Once upon a time, this was easy. Local and state newspapers assigned beat reporters to cover a team, and those reporters received credentials. Everybody knew these outfits and the people who worked for them were legit. But the Webscape is muddy turf. Who's legit, who's not, and what criteria determine legitimacy?

It's not as easy as we'd like to think. At the Illinois state high school tournament this spring, some of the most pointed and probing questions in postgame pressers were posed by a 14-year-old high school freshman with his own Web site. His behavior and his reports, which included video clips of players in action, were more professional than some of the jokers who've been freeloading off IHSA passes for years. His audience might be small, but it's going to grow because he's offering information people want. He represents a future that's already here.

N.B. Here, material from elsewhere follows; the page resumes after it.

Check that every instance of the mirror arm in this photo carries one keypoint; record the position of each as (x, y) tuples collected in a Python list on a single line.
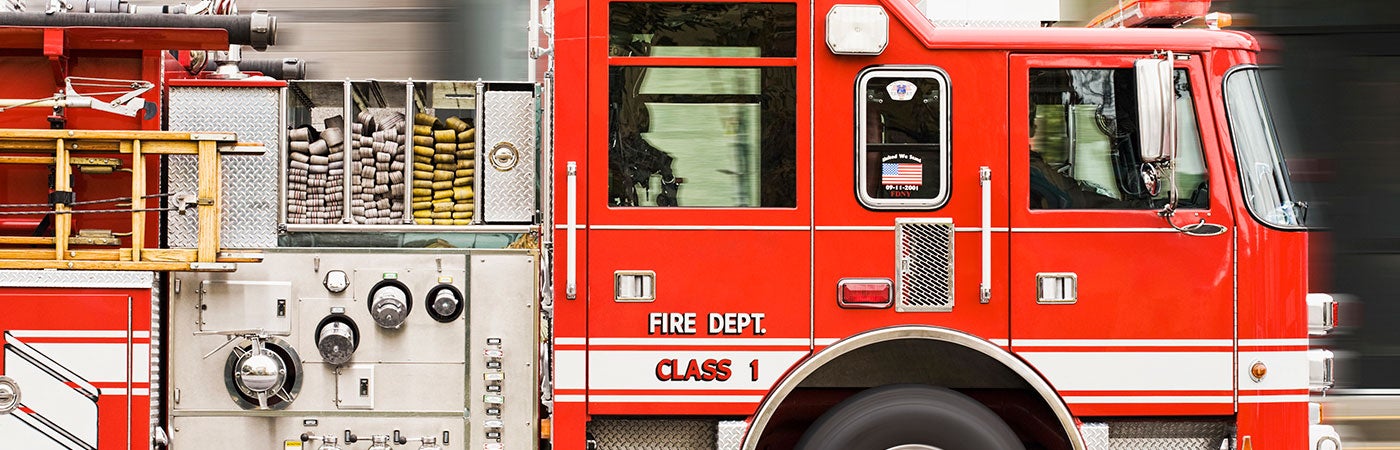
[(1196, 229)]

The NCAA and its member institutions face this dilemma with increasing frequency. Who's for real, and who's the pretender? And do traffic numbers alone provide the best answers? Currently, the NCAA requires one million unique viewers per month for an online publication to receive one credential for the Final Four. Big organizations like AOL and Yahoo! are even specified as eligible for a credential. But what about the smaller specialists, who are not unlike the credentialed regional and local newspapers whose readers seek a different perspective on big events? What about a site like midmajority.com, which was denied a Final Four credential this year despite being light years ahead of the traditional national print media on "the Butler Way"?

Tournament director David Worlock acknowledged the need for better criteria. Worlock said he would welcome USBWA input, and we should jump that opportunity.

The USBWA is perfectly positioned to participate in this task. We are 900 strong, and a membership of 1,000 is within our reach. Since our founding, we've been advocates for traditional print reporters and their needs. But as we know, the business is changing. Every one of us who writes for a newspaper or magazine is published online, too. More of us every year are found exclusively online, and that number will only increase. If our organization is to continue to grow, we need to recruit legitimate online journalists and represent their needs as well.

The Baseball Writers Association of America is a much more exclusive club than ours, and its members receive special preference when it comes to credentialing. I don't advocate such exclusivity, but perhaps we can provide a screening process, through which we help the NCAA determine whom to credential. I don't pretend to know what the criteria for credentialing online journalists should be and that goes for every level, from the Web site devoted to cover a local team on up to the NCAA Tournament.

But I know we can, and should, help figure it out.